債権債務に関する節税テクニック!節税対策を学んで税務に強い会社に


原川 健 |2018.08.24
フランチャイズWEBリポートのフランチャイズに加盟されたオーナーの写真

みなさまこんにちは、士業フランチャイズ支援協会の原川です。

税金は、ルールを知らないと損をするようにできています。 「どのような場合に節税が可能になるのか」という節税のポイントを少し理解するだけで、税金の負担を最小限にすることができます。

前回までの「節税テクニック」はいかがだったでしょうか。今回は日ごろ気を付けることで経費を計上する際に気にしておきたい項目ご紹介します。

知らないと損をする税金のルール

税金は、ルールを知らないと損をするようにできています。

「どのような場合に節税が可能になるのか」という節税のポイントを少し理解するだけで、税金の負担を最小限にすることができます。

顧問の会計事務所に任せているだけでは、よりよい節税はできません。会計事務所はすでに行われた取引を税法にしたがって、税金が安くなるように税務処理をしますが、実は事後に工夫ができる余地というのはあまり多くありません。さかのぼってあれこれ修正をしてしまうと、脱税になってしまいます。取引を行う際に少し工夫をすれば、節税になるケースが少なくないのです。節税について、その概要をわかりやすく解説しますので参考にしてください!

債権債務の節税TIPS

不良債権は貸倒処理する

取引先への債権(売掛金や受取手形、貸付金など)について、取引先の経営状況の悪化により、回収できなくなることは決して珍しいことではありません。債権が回収できない場合には、期待していた入金が消滅しますので自社の経営にも大きく影響します。

そこで、回収不能の事実が確定したときは、貸倒損失として経費計上できることとされています。回収不能となった債権がある場合には、節税により少しでも取り戻せるよう、貸倒損失として適時に経費計上しましょう。

ただし、実際には、債権が回収不能と考えられる場合であっても、すぐに貸倒損失として経費計上できるというわけではありません。経費計上するためには、法人税法に定められた要件を満たさなければなりません。

貸倒れと認定されるためには、例えば、会社更生法による更生計画認可の決定により債権の切捨てが行われたなど、回収する可能性が無いという客観的な事実が必要となります。

貸倒引当金を設定する

売掛金や貸付金の債権放棄をしたり、回収不能が明らかとなったりした場合には、貸倒損失として経費に算入できることとなっています。

しかし、貸倒れの事実認定はかなり厳格であり、なかなか経費として認めてもらえません。
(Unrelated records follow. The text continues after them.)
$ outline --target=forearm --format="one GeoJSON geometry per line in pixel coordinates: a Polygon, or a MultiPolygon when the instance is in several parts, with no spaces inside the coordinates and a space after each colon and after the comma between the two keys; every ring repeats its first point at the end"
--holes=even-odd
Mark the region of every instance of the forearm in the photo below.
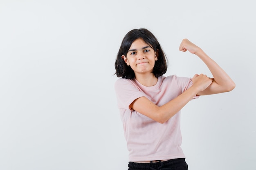
{"type": "Polygon", "coordinates": [[[197,87],[192,86],[175,98],[158,107],[155,110],[157,113],[156,116],[159,119],[158,121],[163,123],[170,119],[190,101],[198,91],[197,87]]]}

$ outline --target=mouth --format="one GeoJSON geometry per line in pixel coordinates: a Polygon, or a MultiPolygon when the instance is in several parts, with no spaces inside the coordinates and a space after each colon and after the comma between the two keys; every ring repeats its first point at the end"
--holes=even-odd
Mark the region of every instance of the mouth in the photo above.
{"type": "Polygon", "coordinates": [[[137,64],[137,65],[143,64],[146,64],[146,63],[147,62],[140,62],[139,63],[137,64]]]}

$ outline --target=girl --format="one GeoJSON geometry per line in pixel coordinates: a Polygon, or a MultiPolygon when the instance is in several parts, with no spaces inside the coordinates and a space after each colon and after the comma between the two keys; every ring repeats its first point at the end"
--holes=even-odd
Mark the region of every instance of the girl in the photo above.
{"type": "Polygon", "coordinates": [[[213,78],[162,75],[166,56],[156,37],[145,29],[124,38],[115,62],[118,108],[129,152],[129,170],[188,170],[180,145],[180,110],[199,96],[231,91],[235,84],[200,48],[183,40],[180,50],[195,54],[213,78]]]}

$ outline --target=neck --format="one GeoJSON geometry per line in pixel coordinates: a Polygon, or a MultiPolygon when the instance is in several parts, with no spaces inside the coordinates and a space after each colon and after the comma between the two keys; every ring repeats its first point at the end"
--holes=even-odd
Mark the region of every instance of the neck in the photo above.
{"type": "Polygon", "coordinates": [[[155,77],[154,74],[145,76],[144,75],[136,75],[135,78],[141,84],[147,87],[153,86],[157,82],[157,78],[155,77]]]}

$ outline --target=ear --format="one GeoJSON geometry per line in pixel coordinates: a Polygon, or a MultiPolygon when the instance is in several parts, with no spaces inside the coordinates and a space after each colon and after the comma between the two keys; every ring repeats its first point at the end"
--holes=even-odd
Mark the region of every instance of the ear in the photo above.
{"type": "Polygon", "coordinates": [[[158,53],[159,51],[157,49],[157,51],[155,52],[155,61],[157,61],[158,60],[158,53]]]}
{"type": "Polygon", "coordinates": [[[126,63],[127,66],[130,66],[130,63],[129,63],[129,61],[128,61],[128,59],[127,59],[127,57],[124,55],[122,55],[122,58],[124,61],[124,62],[126,63]]]}

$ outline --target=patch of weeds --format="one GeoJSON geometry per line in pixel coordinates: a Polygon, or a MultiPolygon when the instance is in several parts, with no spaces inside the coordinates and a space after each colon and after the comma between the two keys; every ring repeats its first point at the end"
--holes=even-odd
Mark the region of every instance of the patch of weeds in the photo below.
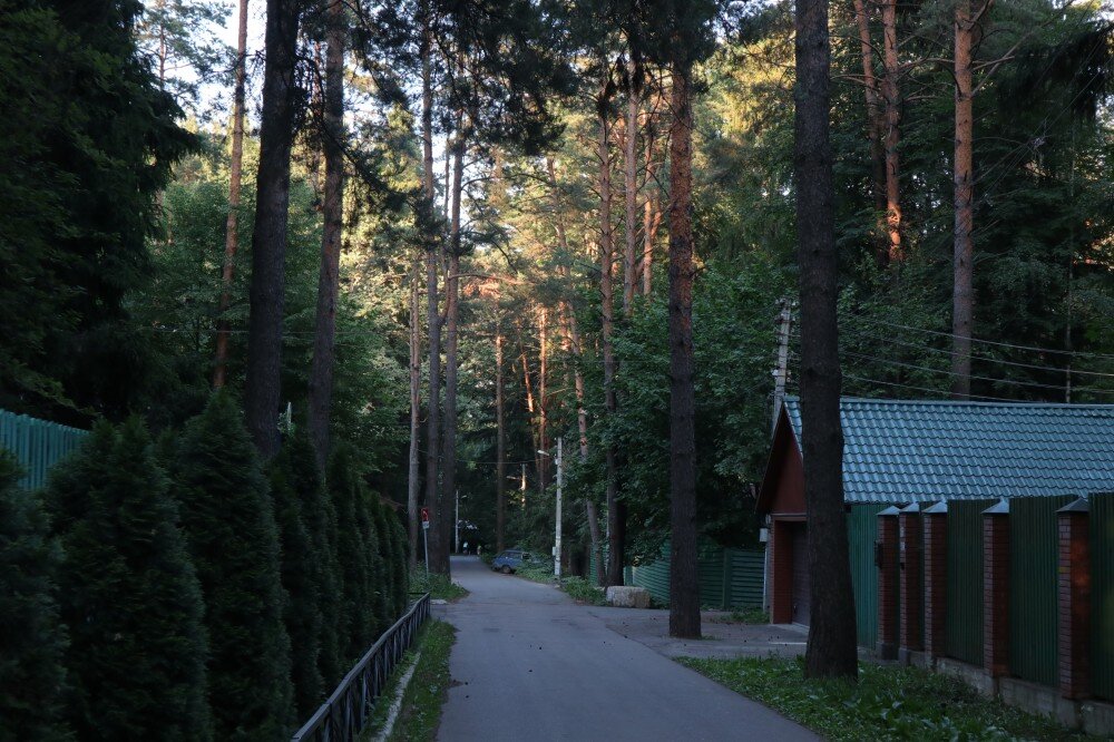
{"type": "Polygon", "coordinates": [[[561,584],[561,589],[568,593],[569,597],[580,603],[590,605],[606,605],[607,598],[604,590],[589,583],[584,577],[566,577],[561,584]]]}
{"type": "Polygon", "coordinates": [[[680,662],[829,740],[1083,739],[921,667],[860,663],[859,682],[805,680],[803,658],[680,662]]]}
{"type": "Polygon", "coordinates": [[[735,608],[729,614],[709,618],[713,624],[769,624],[770,614],[762,608],[735,608]]]}
{"type": "Polygon", "coordinates": [[[418,567],[410,572],[410,592],[429,593],[429,596],[441,601],[459,601],[468,595],[460,585],[449,579],[446,575],[436,573],[426,574],[424,567],[418,567]]]}
{"type": "Polygon", "coordinates": [[[457,641],[456,632],[443,621],[430,621],[422,629],[416,645],[421,656],[402,695],[390,742],[426,742],[437,736],[449,690],[449,652],[457,641]]]}

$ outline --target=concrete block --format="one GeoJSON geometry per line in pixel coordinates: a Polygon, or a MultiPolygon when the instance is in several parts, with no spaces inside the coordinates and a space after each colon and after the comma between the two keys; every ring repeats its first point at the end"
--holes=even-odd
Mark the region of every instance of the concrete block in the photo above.
{"type": "Polygon", "coordinates": [[[1083,731],[1098,736],[1114,736],[1114,704],[1084,701],[1079,704],[1083,731]]]}
{"type": "Polygon", "coordinates": [[[607,588],[607,605],[617,608],[648,608],[649,590],[645,587],[613,585],[607,588]]]}

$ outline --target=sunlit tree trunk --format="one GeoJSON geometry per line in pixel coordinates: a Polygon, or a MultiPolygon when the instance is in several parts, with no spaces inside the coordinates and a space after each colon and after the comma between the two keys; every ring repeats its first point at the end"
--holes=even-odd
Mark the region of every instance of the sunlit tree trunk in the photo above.
{"type": "Polygon", "coordinates": [[[670,636],[700,638],[693,387],[691,67],[673,65],[670,134],[670,636]]]}
{"type": "Polygon", "coordinates": [[[797,0],[794,97],[801,417],[811,622],[810,677],[856,677],[854,601],[843,514],[837,252],[827,0],[797,0]]]}
{"type": "Polygon", "coordinates": [[[247,0],[240,0],[236,27],[236,78],[232,94],[232,164],[228,175],[228,216],[224,223],[224,266],[221,271],[221,303],[217,316],[216,359],[213,388],[224,387],[228,367],[228,319],[232,276],[240,248],[240,184],[244,172],[244,101],[247,81],[247,0]]]}
{"type": "Polygon", "coordinates": [[[329,456],[329,420],[336,365],[336,301],[340,296],[341,237],[344,223],[344,43],[348,35],[343,0],[329,4],[325,52],[324,120],[325,192],[322,202],[321,271],[310,368],[310,439],[324,467],[329,456]]]}

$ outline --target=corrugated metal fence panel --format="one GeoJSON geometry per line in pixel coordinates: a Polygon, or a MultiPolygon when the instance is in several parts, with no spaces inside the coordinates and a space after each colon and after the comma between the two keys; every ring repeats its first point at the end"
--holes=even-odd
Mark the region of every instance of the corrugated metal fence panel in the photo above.
{"type": "Polygon", "coordinates": [[[1092,690],[1114,701],[1114,494],[1091,500],[1092,690]]]}
{"type": "Polygon", "coordinates": [[[0,410],[0,448],[16,456],[27,470],[20,485],[37,489],[47,484],[47,472],[81,442],[87,432],[57,422],[0,410]]]}
{"type": "Polygon", "coordinates": [[[663,604],[670,604],[670,545],[662,547],[662,556],[646,565],[633,569],[632,585],[645,587],[653,598],[663,604]]]}
{"type": "Polygon", "coordinates": [[[948,656],[983,665],[983,510],[993,500],[948,502],[948,656]]]}
{"type": "Polygon", "coordinates": [[[696,550],[696,574],[700,579],[702,608],[722,609],[727,605],[722,546],[702,541],[696,550]]]}
{"type": "Polygon", "coordinates": [[[874,565],[874,541],[878,539],[878,514],[886,507],[873,502],[852,505],[847,515],[856,632],[859,645],[871,648],[878,641],[878,567],[874,565]]]}
{"type": "Polygon", "coordinates": [[[724,608],[762,607],[765,549],[724,549],[727,599],[724,608]]]}
{"type": "Polygon", "coordinates": [[[1071,497],[1009,501],[1009,670],[1055,685],[1058,536],[1056,510],[1071,497]]]}

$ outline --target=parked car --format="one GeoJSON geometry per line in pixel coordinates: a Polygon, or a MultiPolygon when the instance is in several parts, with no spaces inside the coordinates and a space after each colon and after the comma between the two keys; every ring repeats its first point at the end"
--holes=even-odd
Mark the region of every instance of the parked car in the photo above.
{"type": "Polygon", "coordinates": [[[541,564],[538,557],[522,549],[505,549],[491,562],[491,569],[509,575],[522,565],[541,564]]]}

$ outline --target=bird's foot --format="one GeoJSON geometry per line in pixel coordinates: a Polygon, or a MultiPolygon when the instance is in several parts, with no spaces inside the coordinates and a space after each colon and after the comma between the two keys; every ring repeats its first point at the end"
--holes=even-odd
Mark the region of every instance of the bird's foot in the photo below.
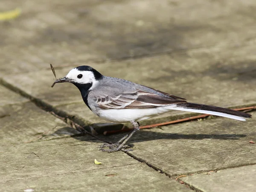
{"type": "Polygon", "coordinates": [[[110,144],[108,143],[105,143],[99,147],[100,148],[99,151],[107,151],[109,153],[112,153],[113,152],[117,151],[122,150],[122,151],[132,151],[131,149],[127,149],[129,147],[131,147],[131,146],[128,145],[122,145],[119,142],[113,144],[110,144]],[[103,148],[108,147],[109,149],[105,149],[103,148]]]}

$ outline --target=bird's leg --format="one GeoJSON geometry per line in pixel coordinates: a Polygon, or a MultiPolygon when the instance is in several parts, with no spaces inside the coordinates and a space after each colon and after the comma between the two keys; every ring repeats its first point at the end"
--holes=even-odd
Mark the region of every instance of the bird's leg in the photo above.
{"type": "Polygon", "coordinates": [[[134,127],[134,129],[132,131],[128,134],[126,135],[123,138],[122,138],[121,140],[120,140],[118,142],[114,144],[112,144],[113,145],[110,147],[109,149],[104,149],[101,148],[101,150],[102,151],[108,151],[109,153],[111,153],[112,152],[115,152],[118,151],[120,151],[122,148],[123,148],[124,145],[125,144],[126,142],[130,139],[131,136],[135,133],[137,131],[140,130],[139,124],[135,121],[131,121],[131,122],[132,124],[134,127]],[[120,143],[122,141],[122,143],[120,143]]]}

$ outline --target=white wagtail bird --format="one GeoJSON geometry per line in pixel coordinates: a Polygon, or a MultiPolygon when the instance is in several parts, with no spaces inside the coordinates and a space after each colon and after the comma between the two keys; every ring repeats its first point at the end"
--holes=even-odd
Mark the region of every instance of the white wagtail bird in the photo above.
{"type": "Polygon", "coordinates": [[[171,110],[209,114],[240,121],[251,116],[231,109],[189,103],[185,99],[148,87],[104,76],[87,66],[72,69],[66,76],[56,79],[52,87],[55,83],[67,82],[78,88],[87,106],[99,117],[114,122],[131,122],[133,125],[132,132],[116,143],[100,147],[102,151],[109,152],[125,147],[125,143],[139,130],[137,122],[171,110]]]}

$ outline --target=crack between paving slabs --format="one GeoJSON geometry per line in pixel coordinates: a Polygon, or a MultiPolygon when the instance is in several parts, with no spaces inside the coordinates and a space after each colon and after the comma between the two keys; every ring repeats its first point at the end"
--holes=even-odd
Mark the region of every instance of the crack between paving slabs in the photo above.
{"type": "Polygon", "coordinates": [[[165,172],[163,170],[157,167],[155,165],[154,165],[153,163],[151,163],[148,162],[147,161],[144,160],[144,159],[143,159],[141,158],[137,157],[136,156],[134,155],[133,154],[131,154],[131,153],[130,153],[129,152],[125,151],[125,153],[126,154],[127,154],[128,155],[130,156],[131,157],[140,161],[140,162],[145,163],[146,165],[148,165],[148,166],[150,167],[151,167],[151,168],[152,168],[153,169],[154,169],[155,170],[157,171],[158,172],[159,172],[160,173],[163,174],[165,175],[168,176],[171,179],[175,180],[176,181],[178,182],[180,184],[181,184],[182,185],[184,184],[184,185],[186,185],[186,186],[188,186],[191,189],[194,190],[197,192],[203,192],[203,191],[200,190],[199,189],[197,188],[196,187],[195,187],[195,186],[192,186],[190,184],[189,184],[189,183],[186,183],[186,182],[184,182],[183,181],[182,181],[183,182],[184,182],[183,183],[180,183],[180,181],[181,181],[182,180],[179,178],[177,180],[176,180],[176,178],[177,178],[177,177],[178,177],[179,176],[181,175],[186,175],[186,176],[189,176],[191,175],[192,174],[193,174],[193,175],[194,174],[202,174],[202,173],[206,172],[209,172],[211,171],[221,171],[221,170],[223,170],[228,169],[230,169],[242,167],[242,166],[244,166],[256,165],[256,163],[245,163],[245,164],[238,165],[236,166],[228,166],[227,167],[217,168],[217,169],[207,169],[207,170],[204,170],[198,171],[196,171],[196,172],[187,172],[187,173],[181,173],[179,175],[171,175],[171,174],[169,174],[165,172]]]}
{"type": "MultiPolygon", "coordinates": [[[[31,96],[29,94],[28,94],[27,93],[23,91],[22,90],[19,89],[19,88],[15,86],[14,86],[12,84],[6,82],[6,81],[3,80],[2,79],[0,79],[0,84],[2,84],[5,87],[6,87],[9,90],[12,90],[14,92],[19,93],[19,94],[21,95],[22,96],[29,99],[31,102],[33,102],[38,107],[39,107],[40,108],[44,110],[44,111],[46,111],[49,112],[53,112],[56,115],[57,115],[58,116],[57,117],[58,117],[59,118],[62,119],[66,123],[67,123],[68,124],[69,124],[67,122],[67,119],[68,119],[70,121],[70,122],[71,123],[71,125],[73,127],[74,125],[75,125],[75,128],[76,128],[76,127],[78,127],[79,128],[83,128],[83,129],[84,129],[83,126],[80,125],[79,124],[84,125],[84,123],[83,122],[82,120],[79,117],[78,117],[76,116],[71,116],[70,115],[69,115],[66,112],[65,112],[64,111],[60,111],[60,110],[58,110],[57,109],[55,108],[52,105],[46,103],[46,102],[44,102],[42,101],[41,99],[37,99],[36,98],[35,98],[35,97],[33,97],[33,96],[31,96]]],[[[51,114],[53,115],[52,113],[51,113],[51,114]]],[[[93,137],[94,138],[96,138],[99,140],[101,140],[102,141],[103,141],[103,142],[108,143],[110,143],[110,144],[112,143],[112,142],[111,142],[110,141],[104,140],[101,138],[99,138],[98,137],[96,136],[95,135],[93,135],[91,133],[89,132],[89,131],[87,131],[86,130],[85,130],[84,129],[84,130],[85,133],[89,134],[89,135],[91,135],[92,137],[93,137]]],[[[83,130],[83,131],[84,131],[84,130],[83,130]]],[[[143,159],[141,159],[140,157],[137,157],[134,156],[134,155],[133,155],[132,154],[131,154],[131,153],[129,153],[128,152],[126,151],[123,151],[123,150],[122,150],[122,151],[123,152],[125,153],[126,154],[127,154],[129,156],[134,158],[134,159],[135,159],[141,163],[145,163],[148,166],[152,168],[152,169],[154,169],[154,170],[158,171],[158,172],[159,172],[159,171],[160,171],[160,173],[163,173],[165,175],[168,175],[170,178],[172,178],[173,179],[175,179],[173,177],[173,175],[171,175],[167,174],[167,173],[165,172],[164,171],[163,171],[163,170],[162,170],[159,168],[158,168],[155,167],[152,164],[150,163],[149,162],[148,162],[147,161],[145,161],[143,159]]],[[[239,167],[240,166],[245,166],[246,165],[254,165],[254,164],[256,164],[256,163],[252,163],[252,164],[250,163],[250,164],[246,164],[246,165],[240,165],[237,166],[229,167],[225,168],[225,169],[219,169],[218,170],[224,170],[224,169],[230,169],[230,168],[235,168],[235,167],[239,167]]],[[[211,170],[210,170],[209,171],[211,171],[211,170]]],[[[205,170],[197,172],[194,172],[194,173],[200,173],[201,172],[205,172],[205,170]]],[[[192,173],[190,173],[190,174],[192,174],[192,173]]],[[[185,183],[184,183],[186,184],[185,183]]],[[[186,185],[188,185],[188,184],[186,184],[186,185]]],[[[189,185],[188,185],[188,186],[189,186],[189,188],[191,189],[192,189],[194,190],[195,189],[194,188],[194,187],[192,187],[192,186],[189,185]]],[[[197,189],[195,189],[198,191],[201,191],[197,189]]]]}

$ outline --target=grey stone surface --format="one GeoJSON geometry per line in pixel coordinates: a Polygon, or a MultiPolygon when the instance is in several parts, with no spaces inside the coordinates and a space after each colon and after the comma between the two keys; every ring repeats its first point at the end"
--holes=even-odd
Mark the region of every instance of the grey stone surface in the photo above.
{"type": "Polygon", "coordinates": [[[256,186],[256,165],[238,167],[181,178],[203,192],[254,191],[256,186]]]}
{"type": "Polygon", "coordinates": [[[97,151],[90,137],[1,147],[3,191],[175,191],[190,189],[124,153],[97,151]],[[102,163],[94,164],[94,159],[102,163]]]}
{"type": "MultiPolygon", "coordinates": [[[[50,63],[58,78],[86,64],[191,102],[255,105],[256,5],[255,0],[3,0],[0,12],[22,12],[0,21],[0,83],[88,124],[105,122],[73,85],[50,87],[50,63]]],[[[143,130],[128,142],[133,158],[99,151],[102,140],[75,137],[74,129],[6,87],[0,86],[1,191],[186,191],[137,160],[173,177],[256,163],[255,144],[249,143],[256,140],[254,119],[143,130]],[[95,158],[103,164],[94,164],[95,158]]],[[[175,111],[142,124],[189,115],[175,111]]],[[[99,137],[116,141],[123,134],[99,137]]],[[[225,185],[251,190],[255,180],[244,173],[254,167],[184,180],[203,191],[227,189],[225,185]],[[238,181],[242,176],[244,183],[238,181]]]]}
{"type": "Polygon", "coordinates": [[[0,67],[1,74],[46,69],[49,63],[225,49],[255,38],[254,0],[4,0],[0,5],[2,10],[23,10],[16,19],[0,23],[0,58],[10,64],[0,67]]]}
{"type": "MultiPolygon", "coordinates": [[[[6,87],[0,85],[0,108],[8,105],[14,105],[27,102],[29,99],[21,96],[19,94],[14,93],[6,87]]],[[[0,116],[4,115],[3,112],[1,112],[0,116]]]]}
{"type": "Polygon", "coordinates": [[[12,146],[78,133],[61,119],[2,86],[0,86],[0,97],[1,145],[12,146]]]}

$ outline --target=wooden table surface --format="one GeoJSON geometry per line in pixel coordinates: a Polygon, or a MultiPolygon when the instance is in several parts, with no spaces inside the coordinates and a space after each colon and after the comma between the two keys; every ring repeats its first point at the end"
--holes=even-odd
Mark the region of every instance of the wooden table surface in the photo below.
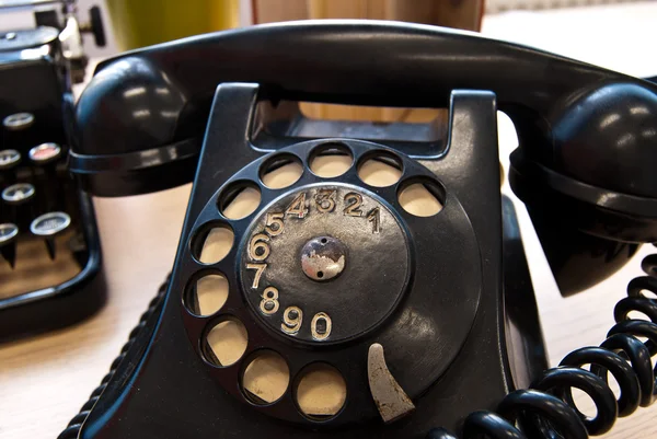
{"type": "MultiPolygon", "coordinates": [[[[657,73],[657,60],[648,51],[657,39],[657,31],[648,24],[657,19],[657,5],[626,8],[627,9],[615,12],[600,9],[500,15],[487,19],[484,32],[518,39],[522,31],[521,35],[537,46],[635,74],[657,73]],[[649,38],[637,41],[637,35],[649,38]],[[653,58],[642,58],[641,54],[650,54],[653,58]],[[619,59],[625,62],[620,65],[619,59]]],[[[502,115],[504,164],[508,163],[506,157],[514,147],[511,124],[502,115]]],[[[0,345],[0,438],[55,438],[78,413],[170,270],[189,189],[186,185],[146,196],[95,199],[110,287],[107,305],[76,326],[0,345]]],[[[510,193],[506,184],[503,189],[510,193]]],[[[644,247],[608,281],[564,299],[556,290],[527,212],[517,200],[516,206],[532,279],[538,286],[551,363],[556,365],[568,351],[603,339],[613,325],[614,303],[624,297],[626,282],[641,274],[641,257],[650,249],[644,247]]],[[[656,419],[657,405],[641,408],[633,416],[620,419],[604,437],[655,438],[656,419]]]]}

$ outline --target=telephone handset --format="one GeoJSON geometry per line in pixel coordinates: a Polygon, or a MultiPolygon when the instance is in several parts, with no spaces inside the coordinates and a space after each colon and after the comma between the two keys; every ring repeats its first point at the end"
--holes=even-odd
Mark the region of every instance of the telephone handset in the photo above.
{"type": "Polygon", "coordinates": [[[602,348],[543,372],[499,193],[496,109],[519,137],[512,188],[567,294],[657,242],[656,91],[475,34],[384,22],[256,26],[104,61],[77,106],[73,174],[100,196],[195,177],[168,285],[60,437],[609,430],[653,402],[657,312],[641,291],[656,291],[656,261],[602,348]],[[297,101],[448,106],[447,135],[312,120],[297,101]],[[653,323],[626,320],[632,310],[653,323]],[[573,386],[595,418],[575,408],[573,386]]]}

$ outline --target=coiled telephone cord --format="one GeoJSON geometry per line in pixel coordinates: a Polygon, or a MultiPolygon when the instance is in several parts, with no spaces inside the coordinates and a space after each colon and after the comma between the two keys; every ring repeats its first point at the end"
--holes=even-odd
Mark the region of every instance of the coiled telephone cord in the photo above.
{"type": "MultiPolygon", "coordinates": [[[[636,277],[627,285],[627,297],[614,308],[616,324],[600,347],[572,351],[529,390],[509,393],[497,406],[497,413],[471,413],[463,421],[460,437],[586,439],[609,431],[618,417],[652,405],[657,396],[657,367],[652,362],[657,354],[657,300],[643,291],[657,294],[657,254],[646,256],[642,269],[647,276],[636,277]],[[644,313],[650,321],[630,319],[632,311],[644,313]],[[584,365],[591,365],[590,371],[581,369],[584,365]],[[618,401],[608,385],[608,373],[619,383],[618,401]],[[595,417],[577,409],[570,393],[573,388],[591,397],[598,411],[595,417]]],[[[457,438],[443,428],[433,429],[427,436],[427,439],[457,438]]]]}

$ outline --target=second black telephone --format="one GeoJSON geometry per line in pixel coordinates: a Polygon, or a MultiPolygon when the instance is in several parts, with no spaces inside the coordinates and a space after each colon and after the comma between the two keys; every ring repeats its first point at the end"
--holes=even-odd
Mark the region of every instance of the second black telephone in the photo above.
{"type": "Polygon", "coordinates": [[[572,294],[657,242],[656,93],[519,45],[384,22],[256,26],[102,62],[72,117],[72,173],[96,196],[194,186],[170,279],[60,438],[610,430],[657,393],[644,294],[657,258],[601,347],[545,371],[496,112],[518,132],[512,189],[572,294]],[[310,119],[298,102],[449,116],[442,132],[310,119]]]}

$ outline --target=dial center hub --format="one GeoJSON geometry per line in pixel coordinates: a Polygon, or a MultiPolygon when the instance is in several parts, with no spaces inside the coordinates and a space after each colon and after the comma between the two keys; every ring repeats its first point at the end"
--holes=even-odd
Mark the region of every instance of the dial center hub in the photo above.
{"type": "Polygon", "coordinates": [[[361,336],[408,285],[407,236],[376,194],[350,185],[288,192],[251,223],[242,291],[272,331],[306,343],[361,336]]]}
{"type": "Polygon", "coordinates": [[[301,250],[301,269],[319,282],[339,276],[346,264],[347,247],[332,236],[313,238],[301,250]]]}

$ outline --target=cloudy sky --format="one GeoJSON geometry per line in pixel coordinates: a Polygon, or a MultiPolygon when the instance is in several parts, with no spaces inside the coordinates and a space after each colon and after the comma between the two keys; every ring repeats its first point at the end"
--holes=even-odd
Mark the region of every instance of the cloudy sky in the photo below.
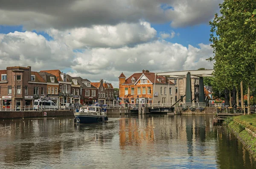
{"type": "Polygon", "coordinates": [[[0,69],[59,69],[117,87],[122,72],[212,68],[209,22],[222,1],[2,1],[0,69]]]}

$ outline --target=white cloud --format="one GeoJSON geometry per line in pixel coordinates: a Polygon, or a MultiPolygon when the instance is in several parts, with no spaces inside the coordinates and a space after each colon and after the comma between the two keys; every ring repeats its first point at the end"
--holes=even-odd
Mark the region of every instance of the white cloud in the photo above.
{"type": "Polygon", "coordinates": [[[33,70],[69,68],[72,75],[92,81],[103,78],[116,84],[122,72],[128,77],[143,69],[155,72],[213,66],[205,60],[212,56],[209,45],[187,48],[162,40],[131,47],[88,48],[74,52],[66,42],[61,39],[48,41],[29,31],[0,35],[0,69],[15,65],[31,65],[33,70]]]}
{"type": "Polygon", "coordinates": [[[97,25],[64,31],[50,29],[47,31],[56,40],[63,41],[72,48],[118,48],[145,42],[153,38],[157,31],[150,23],[122,23],[115,26],[97,25]]]}
{"type": "Polygon", "coordinates": [[[207,23],[223,0],[35,0],[1,2],[0,25],[26,30],[66,30],[137,23],[140,20],[173,27],[207,23]],[[36,2],[35,2],[36,1],[36,2]],[[163,5],[164,8],[163,8],[163,5]]]}

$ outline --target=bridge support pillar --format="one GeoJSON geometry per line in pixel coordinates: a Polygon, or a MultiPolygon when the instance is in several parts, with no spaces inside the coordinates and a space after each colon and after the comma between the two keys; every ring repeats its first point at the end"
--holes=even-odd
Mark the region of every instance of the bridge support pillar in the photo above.
{"type": "Polygon", "coordinates": [[[199,78],[199,103],[204,103],[204,79],[203,79],[203,77],[199,78]]]}
{"type": "Polygon", "coordinates": [[[187,73],[186,83],[186,102],[192,103],[192,91],[191,90],[191,76],[190,72],[187,73]]]}

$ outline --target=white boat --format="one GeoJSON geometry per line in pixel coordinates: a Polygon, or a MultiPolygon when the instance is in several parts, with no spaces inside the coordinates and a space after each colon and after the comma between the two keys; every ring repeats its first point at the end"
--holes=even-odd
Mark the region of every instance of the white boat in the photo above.
{"type": "Polygon", "coordinates": [[[103,112],[102,108],[99,106],[81,107],[79,110],[75,110],[74,115],[74,122],[77,123],[101,123],[108,120],[107,112],[103,112]]]}

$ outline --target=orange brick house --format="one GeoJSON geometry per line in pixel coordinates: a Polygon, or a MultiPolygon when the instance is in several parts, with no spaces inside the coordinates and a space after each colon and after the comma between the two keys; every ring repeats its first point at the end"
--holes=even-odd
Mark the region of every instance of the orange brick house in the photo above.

貸倒により、発生するであろう損失が見込まれるのなら、経費として計上したいものです。

そんなときは、貸倒引当金を設定しましょう。

貸倒引当金(かしだおれひきあてきん)とは

貸倒とはいえないまでも、債権の一部又は全部について回収の見込みがないと認められるものについて、経費計上ができるものです。
また、売掛金や受取手形、貸付金など、入金が予定される債権について、貸倒れる可能性のある金額を経費として計上できます。

ですから、貸倒の事実を待たずに経費に計上することができます。また、この貸倒引当金の設定は、減価償却費と同じで、現金支出を伴わず、適正に見積もるだけで経費に計上できます。

設定の対象となる債権があるときは、是非検討しましょう。

役員借入金に対し利息を支払う

会社が役員からお金を借り、借入利息を支払っている場合、その利息が適正なものであれば、もちろん会社の経費となります。しかし、あまりにも高額な利率を設定すると、借入利息が、役員賞与とみなされることがありますので注意が必要です。

1.役員が他から借り入れたものを会社が借りる場合
役員が外部から借りた借入利率

2.役員個人のお金を借り入れた場合
特例基準割合による利率(年により異なります。)と借入金の平均調達金利など合理的と認められる利率のいずれか低い方

一方、無利息で役員から借入れをした場合ですが、会社と違い個人は必ずしも利益の追求を目的とはしていませんので、無利息であっても税務上問題は生じません。

役員へ信用保証料を支払う

法人が信用保証協会付融資を受ける場合、保証協会に保証料を支払うことにより、銀行融資の保証としてもらいます。
一方、保証協会を使用しないで、法人が銀行融資を受ける場合、社長個人が連帯保証人となり、銀行融資の保証を行います。

つまり、社長が保証人になっているため、法人が社長に保証料を支払うことができます。これは、保証協会に保証料を支払うことと同じことなので、特に問題はありません。

ただし、保証料の金額には注意をする必要があります。妥当な保証料は、第三者が保証したときに支払う保証料の額です。

特に同族会社など、役員と会社との取引となれば、高額な保証料を支払うことも可能となってしまいます。通常の保証料よりも高額な部分は、役員に対する給与とみなされてしまいます。また、保証料を受け取った役員側では雑所得として取り扱われますので、確定申告も忘れずに行いましょう。